Barth v. State Farm Fire & Casualty Co.

214 Pa. Super. 434 | Pa. Super. Ct. | 1969

Opinion by

Hoffman, J.,

This is an action in assumpsit by the owner of a grocery store against an insurer which refused to make payment on an insurance policy.

Appellant, the store owner, testified that he and an agent of the defendant insurance company negotiated a contract of insurance for appellant’s grocery business. They reached an understanding and thereupon the agent filled out a coverage schedule on the back of a sis page foldout brochure detailing the scope of coverage available. As the representations made in the brochure are important to the disposition of this case, a brief description of the brochure follows:

The front page contains an artist’s rendition of an insurance agent and an insured happily scanning an insurance policy. In prominent lettering appears the legend “Now Cash In On Benefits of ‘Package Merchandising in . . . Your Insurance/ The New Special Mercantile Package Policy Combines the Insurance *437for Your Business into One Neat Package for 1. Better Protection against Risks and Perils. 2. Time Saving Convenience Centralization of Coverage. 3. Premium Savings over Coverage Bought in Separate Policies. Just one policy — one agent to consult, one renewal date, and one premium to pay.” Opposite this description is a picture of an open carton labeled “Mercantile Package Policy.”

The following three pages contain thirty-four sketches of different hazards against which the insured is protected, each accompanied by a brief textual description of the coverage involved. In addition, running across the bottom of these three pages is an insert labeled, “A Choice of ‘All Risks’ Coverage . . . Plus any of these Important Coverages . . . All at Attractive Discounts!” Underneath this legend is a series of eight pictures of the types of hazards covered by this “All Risk” insurance. One picture portrays a thief handing a typewriter to his confederate through the window of business premises. Apparently this transaction takes place when the premises are closed to business. Below this rendition appears the notation “Open Stock Burglary, or Storekeepers Burglary & Robbery, or Comprehensive Crime, may be added.”

On the last two pages appears another picture of two smiling men, apparently an insurance agent and an insured, looking into the contents of a huge open box labeled “Special Package for Wholesalers and Retailers.”

Opposite this picture is a schedule with columns entitled “Property and Perils Covered” and “Coverage (Amount)”. Twenty-seven different hazards are listed under “Property and Perils Covered.” One such category is “Comprehensive Crime Insurance.” Another is “Open Stock Burglary Insurance.” In the column labeled “Coverage (Amount)” entries were made by the insurance agent in thirteen categories of hazards. *438Among these entries were the sum, 3,000 for Open Stock Burglary Insurance and 1,500 for Comprehensive Crime Insurance. In the column to the right of these entries appears the total insurance premium which was $256.00. Underneath this figure is an arrow within which is printed the legend “One policy/one agent/one renewal date/one premium.”

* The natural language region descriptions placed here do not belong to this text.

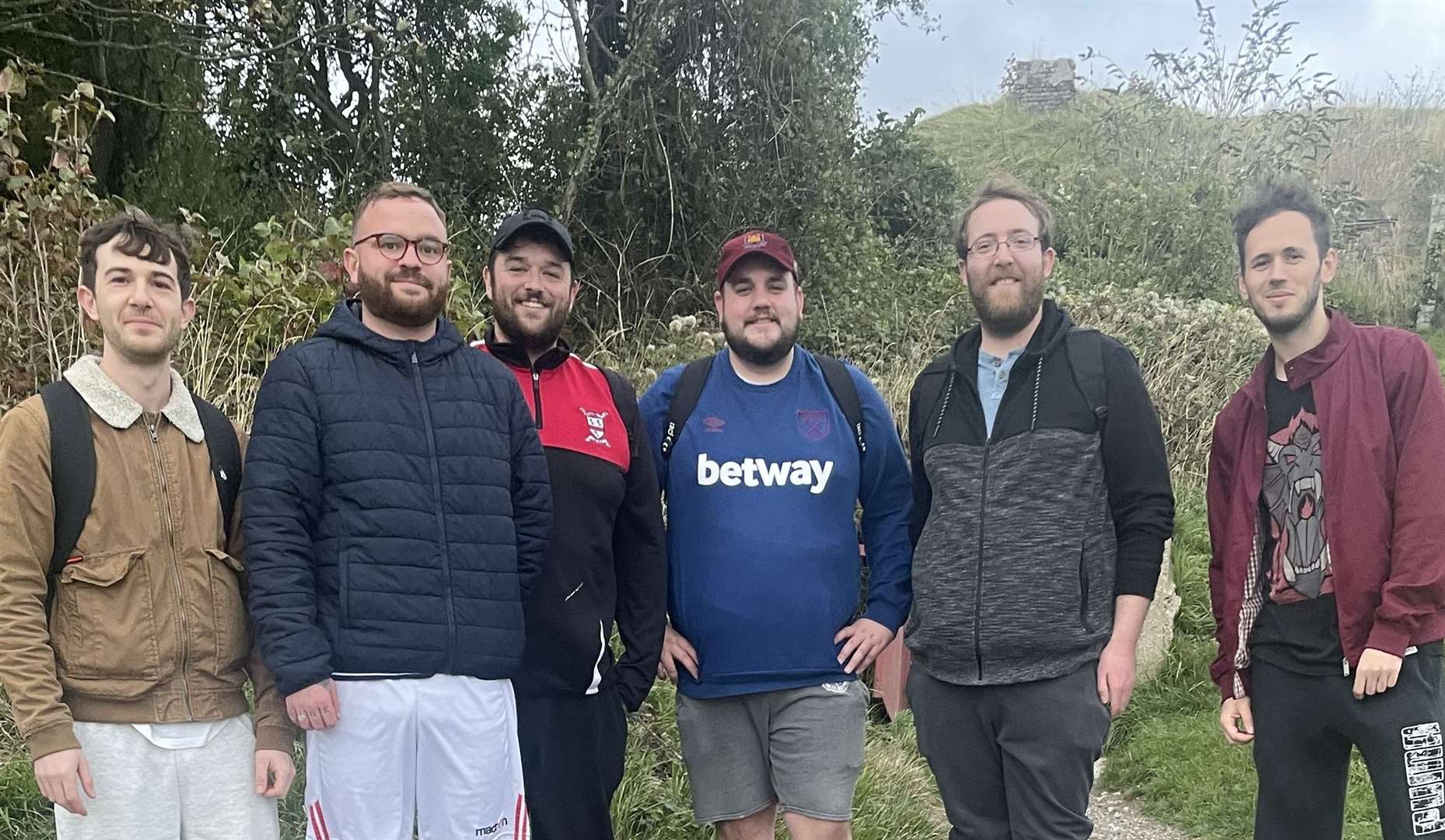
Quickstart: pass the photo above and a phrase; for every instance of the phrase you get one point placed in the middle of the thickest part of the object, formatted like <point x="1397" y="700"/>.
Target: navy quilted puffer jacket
<point x="397" y="508"/>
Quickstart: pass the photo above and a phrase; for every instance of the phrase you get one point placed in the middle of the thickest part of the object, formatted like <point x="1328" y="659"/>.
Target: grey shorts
<point x="801" y="747"/>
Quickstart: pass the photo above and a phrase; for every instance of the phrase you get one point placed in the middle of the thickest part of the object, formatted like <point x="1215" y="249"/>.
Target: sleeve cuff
<point x="887" y="616"/>
<point x="51" y="739"/>
<point x="1389" y="636"/>
<point x="1138" y="567"/>
<point x="278" y="737"/>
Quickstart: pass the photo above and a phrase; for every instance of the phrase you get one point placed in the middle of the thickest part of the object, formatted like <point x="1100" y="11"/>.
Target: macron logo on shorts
<point x="759" y="473"/>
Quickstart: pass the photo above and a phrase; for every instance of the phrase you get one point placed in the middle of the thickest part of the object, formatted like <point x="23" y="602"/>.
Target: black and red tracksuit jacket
<point x="607" y="560"/>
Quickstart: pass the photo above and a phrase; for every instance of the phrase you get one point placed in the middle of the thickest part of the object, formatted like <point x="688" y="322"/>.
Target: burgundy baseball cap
<point x="762" y="242"/>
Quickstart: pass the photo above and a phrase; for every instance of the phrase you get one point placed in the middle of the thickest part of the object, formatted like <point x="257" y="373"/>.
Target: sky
<point x="1363" y="42"/>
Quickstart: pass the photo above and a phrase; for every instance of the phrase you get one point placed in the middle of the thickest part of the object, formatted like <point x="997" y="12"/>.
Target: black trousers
<point x="572" y="755"/>
<point x="1013" y="762"/>
<point x="1303" y="729"/>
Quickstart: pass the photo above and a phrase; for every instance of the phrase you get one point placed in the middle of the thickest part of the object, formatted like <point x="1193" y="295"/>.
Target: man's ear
<point x="187" y="311"/>
<point x="352" y="262"/>
<point x="1328" y="266"/>
<point x="87" y="301"/>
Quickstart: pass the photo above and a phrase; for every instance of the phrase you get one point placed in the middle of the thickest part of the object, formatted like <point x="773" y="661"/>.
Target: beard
<point x="1006" y="311"/>
<point x="146" y="350"/>
<point x="534" y="338"/>
<point x="1286" y="323"/>
<point x="761" y="355"/>
<point x="382" y="303"/>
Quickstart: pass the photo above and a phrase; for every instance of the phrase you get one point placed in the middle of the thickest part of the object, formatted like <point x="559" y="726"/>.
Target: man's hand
<point x="677" y="651"/>
<point x="274" y="772"/>
<point x="1237" y="720"/>
<point x="1116" y="677"/>
<point x="57" y="774"/>
<point x="866" y="641"/>
<point x="315" y="707"/>
<point x="1376" y="673"/>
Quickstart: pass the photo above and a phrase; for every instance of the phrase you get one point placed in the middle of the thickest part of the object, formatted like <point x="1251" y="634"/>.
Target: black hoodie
<point x="1023" y="538"/>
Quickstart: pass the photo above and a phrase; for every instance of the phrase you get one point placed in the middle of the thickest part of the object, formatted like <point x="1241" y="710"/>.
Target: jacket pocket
<point x="104" y="619"/>
<point x="229" y="611"/>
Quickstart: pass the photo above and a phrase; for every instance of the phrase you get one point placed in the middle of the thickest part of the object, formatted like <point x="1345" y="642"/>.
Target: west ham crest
<point x="813" y="424"/>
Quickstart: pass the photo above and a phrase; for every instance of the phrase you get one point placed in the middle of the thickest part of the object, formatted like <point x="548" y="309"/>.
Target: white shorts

It is undisputed that the insurance agent, who had authority to represent the insurer, typed in the various sums in the Amount column on the schedule in accordance with the directions of the store owner. Thereupon, on November 3, 1966, the agent wrote in longhand on the front page of the brochure “Nov 3, 1966 Received $50.00 Cash to apply against SMP policy effective 11-3-66 (signed) Felix J. Longo.”

Several weeks later, appellant received an insurance policy in the mail. The policy is nineteen pages long and contains several pages of concise technical language with small print narrowly spaced.

On the sixth page of the policy is a “Mercantile Robbery and Safe Burglary Coverage Form.” Therein, it is stated that appellant’s grocery store is insured for “1,500” for “Robbery Inside the Premises.” Appearing below this coverage, but, outside the printed box where the coverage is listed, is the provision that the coverage shall only be in effect “when the premises are open for business.”

Appellant, upon receiving the insurance policy, did not read it.

Thereafter, before the term of the policy had expired, cash which had been secreted in hiding places about the store was stolen during non-business hours.

Appellant made demands upon the insurer to reimburse him for his loss and such payment was refused.

Thereupon this action was brought.

Trial was held before Judge O’Donnell sitting without a jury. At trial, the insurer denied coverage and *439maintained that its agent told appellant that the policy would not insure him against robberies “occurring during non-business hours and when no one was on the premises.” This testimony was disputed.

Judge O’Donnell found for the insurance company. Exceptions were filed. Judge O’Donnell died, however, before passing on these exceptions, writing an opinion or otherwise indicating findings of fact and conclusions of law.

The lower court sitting en banc, affirmed and this appeal followed.

As Judge Montgomery has stated “Since the lower court made no specific findings of fact or conclusions of law but merely rendered a decision, it now becomes our responsibility on this appeal to review the entire record and attempt to make our own determination of the facts and draw our own conclusions of law based thereon. (Citations omitted).” Smith v. Peacock Construction Company, 214 Pa. Superior Ct. 324, 257 A. 2d 592 (1969).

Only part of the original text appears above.